US 11,895,371 B1
	Media content segment generation and presentation
Abhinav Aggarwal, New Delhi (IN); Yash Pandya, Navi Mumbai (IN); and Manivel Sethu, Bangalore Karnataka (IN)
Assigned to Amazon Technologies, Inc., Seattle, WA (US)
Filed by Amazon Technologies, Inc., Seattle, WA (US)
Filed on Sep. 21, 2021, as Appl. No. 17/480,813.
Int. Cl. H04N 21/845 (2011.01); H04N 21/278 (2011.01); H04N 21/4725 (2011.01); H04N 21/8545 (2011.01); H04N 21/488 (2011.01); H04N 21/442 (2011.01)

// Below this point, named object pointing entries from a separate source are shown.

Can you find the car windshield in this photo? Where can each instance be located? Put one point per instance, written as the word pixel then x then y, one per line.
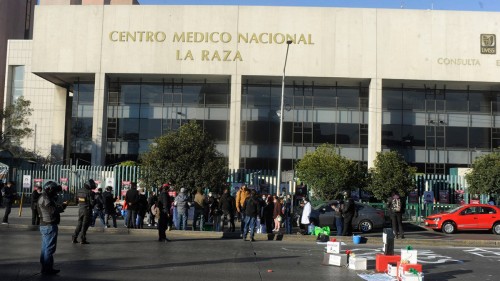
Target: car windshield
pixel 453 210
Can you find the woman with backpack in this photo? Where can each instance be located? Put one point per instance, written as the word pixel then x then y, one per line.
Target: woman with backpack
pixel 395 208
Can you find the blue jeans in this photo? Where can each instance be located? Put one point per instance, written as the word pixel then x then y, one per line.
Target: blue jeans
pixel 49 244
pixel 288 225
pixel 182 220
pixel 199 215
pixel 339 223
pixel 249 225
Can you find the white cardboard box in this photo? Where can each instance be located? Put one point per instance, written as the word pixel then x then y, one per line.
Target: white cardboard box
pixel 333 247
pixel 409 255
pixel 335 259
pixel 357 263
pixel 412 277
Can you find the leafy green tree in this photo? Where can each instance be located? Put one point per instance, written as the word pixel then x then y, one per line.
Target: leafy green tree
pixel 391 173
pixel 16 125
pixel 188 158
pixel 328 173
pixel 484 178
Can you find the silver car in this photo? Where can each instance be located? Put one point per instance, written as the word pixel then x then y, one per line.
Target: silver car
pixel 367 220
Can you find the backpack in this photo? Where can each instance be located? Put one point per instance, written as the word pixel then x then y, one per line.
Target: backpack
pixel 396 205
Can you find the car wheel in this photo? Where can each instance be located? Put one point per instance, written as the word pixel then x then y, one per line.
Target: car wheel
pixel 496 228
pixel 365 226
pixel 448 227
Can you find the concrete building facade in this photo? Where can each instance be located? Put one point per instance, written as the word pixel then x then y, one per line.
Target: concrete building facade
pixel 425 83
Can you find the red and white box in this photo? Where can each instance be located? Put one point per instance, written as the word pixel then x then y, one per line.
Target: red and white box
pixel 357 263
pixel 333 247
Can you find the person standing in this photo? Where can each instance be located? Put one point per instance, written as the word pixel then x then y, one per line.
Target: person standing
pixel 50 218
pixel 228 207
pixel 241 197
pixel 152 200
pixel 338 216
pixel 142 207
pixel 252 210
pixel 163 205
pixel 182 204
pixel 395 207
pixel 109 206
pixel 98 208
pixel 306 213
pixel 9 196
pixel 84 197
pixel 132 199
pixel 200 207
pixel 277 213
pixel 350 212
pixel 35 216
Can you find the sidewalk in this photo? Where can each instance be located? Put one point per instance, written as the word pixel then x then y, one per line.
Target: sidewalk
pixel 415 234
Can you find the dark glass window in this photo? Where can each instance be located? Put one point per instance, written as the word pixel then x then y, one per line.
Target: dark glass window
pixel 479 137
pixel 456 101
pixel 130 94
pixel 456 137
pixel 347 134
pixel 414 99
pixel 392 99
pixel 324 133
pixel 479 102
pixel 128 129
pixel 149 129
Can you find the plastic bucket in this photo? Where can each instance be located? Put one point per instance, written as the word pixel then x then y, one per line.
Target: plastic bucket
pixel 356 239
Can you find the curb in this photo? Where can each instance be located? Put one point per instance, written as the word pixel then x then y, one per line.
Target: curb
pixel 375 241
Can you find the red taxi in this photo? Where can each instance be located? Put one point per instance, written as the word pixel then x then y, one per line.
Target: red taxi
pixel 466 217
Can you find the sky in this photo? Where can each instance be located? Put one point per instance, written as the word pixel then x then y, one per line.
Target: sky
pixel 459 5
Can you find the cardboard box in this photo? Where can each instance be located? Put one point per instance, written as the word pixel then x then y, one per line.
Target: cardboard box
pixel 381 261
pixel 412 277
pixel 404 268
pixel 335 259
pixel 333 247
pixel 357 263
pixel 410 256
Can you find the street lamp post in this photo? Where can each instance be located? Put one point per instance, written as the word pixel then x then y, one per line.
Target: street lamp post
pixel 280 145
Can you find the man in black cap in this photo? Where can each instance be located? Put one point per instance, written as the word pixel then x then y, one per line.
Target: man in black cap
pixel 50 218
pixel 84 198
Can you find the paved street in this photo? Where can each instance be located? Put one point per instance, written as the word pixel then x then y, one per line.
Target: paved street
pixel 114 256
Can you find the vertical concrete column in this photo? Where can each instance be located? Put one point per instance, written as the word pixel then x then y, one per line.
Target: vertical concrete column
pixel 374 120
pixel 99 120
pixel 235 123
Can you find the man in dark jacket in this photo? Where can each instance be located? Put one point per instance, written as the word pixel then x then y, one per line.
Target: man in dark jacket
pixel 228 207
pixel 98 208
pixel 9 196
pixel 164 209
pixel 50 218
pixel 349 212
pixel 85 198
pixel 109 206
pixel 35 216
pixel 252 210
pixel 132 199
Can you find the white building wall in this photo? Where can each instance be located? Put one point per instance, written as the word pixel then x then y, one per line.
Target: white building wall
pixel 47 101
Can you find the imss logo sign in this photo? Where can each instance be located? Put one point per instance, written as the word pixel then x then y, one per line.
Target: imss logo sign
pixel 488 44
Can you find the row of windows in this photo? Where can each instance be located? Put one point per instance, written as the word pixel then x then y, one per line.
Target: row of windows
pixel 440 136
pixel 440 100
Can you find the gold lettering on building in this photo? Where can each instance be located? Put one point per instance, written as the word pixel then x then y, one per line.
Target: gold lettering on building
pixel 137 36
pixel 459 61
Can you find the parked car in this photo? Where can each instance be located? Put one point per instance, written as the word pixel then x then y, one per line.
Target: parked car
pixel 368 218
pixel 466 217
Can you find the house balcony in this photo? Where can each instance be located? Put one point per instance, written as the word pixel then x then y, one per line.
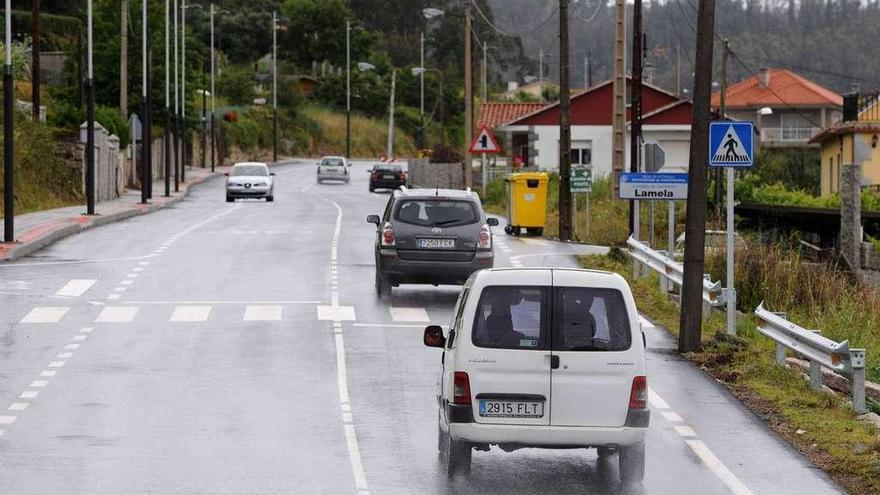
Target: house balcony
pixel 788 136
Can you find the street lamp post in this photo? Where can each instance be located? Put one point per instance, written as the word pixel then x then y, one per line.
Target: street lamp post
pixel 274 86
pixel 8 122
pixel 348 89
pixel 168 133
pixel 90 119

CPC H04N 21/4725 (2013.01) [H04N 21/278 (2013.01); H04N 21/44204 (2013.01); H04N 21/44213 (2013.01); H04N 21/4884 (2013.01); H04N 21/845 (2013.01); H04N 21/8545 (2013.01)]

20 Claims

1. A system comprising:

at least one processor; and

at least one non-transitory computer-readable storage medium having computer-executable instructions stored thereon which, when executed on the at least one processor, cause the system to perform operations comprising:

storing a plurality of media files in a database, the plurality of media files including movies and television shows;

storing, in the database, a plurality of transcripts associated with the plurality of media files;

determining, from among the plurality of transcripts, a transcript associated with media content in a media file from among the plurality of media files;

extracting third-party information associated with a third-party web site;

determining a quote of a plurality of quotes in the third-party information associated with the media content;

determining first individual ones of a plurality of dialog segments associated with corresponding segments of the media content

determining second individual ones of a plurality of transcript segments of the transcript associated with the corresponding segments of the media content;

mapping, via a machine learning (ML) model, a quote to a media content segment of the media content that corresponds to one of the dialog segments matching the quote and one of the transcript segments matching the quote, a subtitle in the matching transcript segment having at least one first mappable element that is different from at least one corresponding mappable element of the quote, the at least one first mappable element including one or more of a first word, a first phrase, a first language, a first spelling, a first pronunciation, or a first punctuation, an audible utterance in the matching dialog segment having at least one second mappable element that is different from the at least one corresponding mappable element of the quote, the at least one second mappable element including one or more of a second word, a second phrase, a second language, a second spelling, a second pronunciation, or a second punctuation;

applying a smoothing algorithm to the media content segment to crop the media content segment;

receiving, based on input provided by a user via an external device, a request to display the media content segment; and

causing, based on the request, a video associated with the media content segment, to be output by the external device.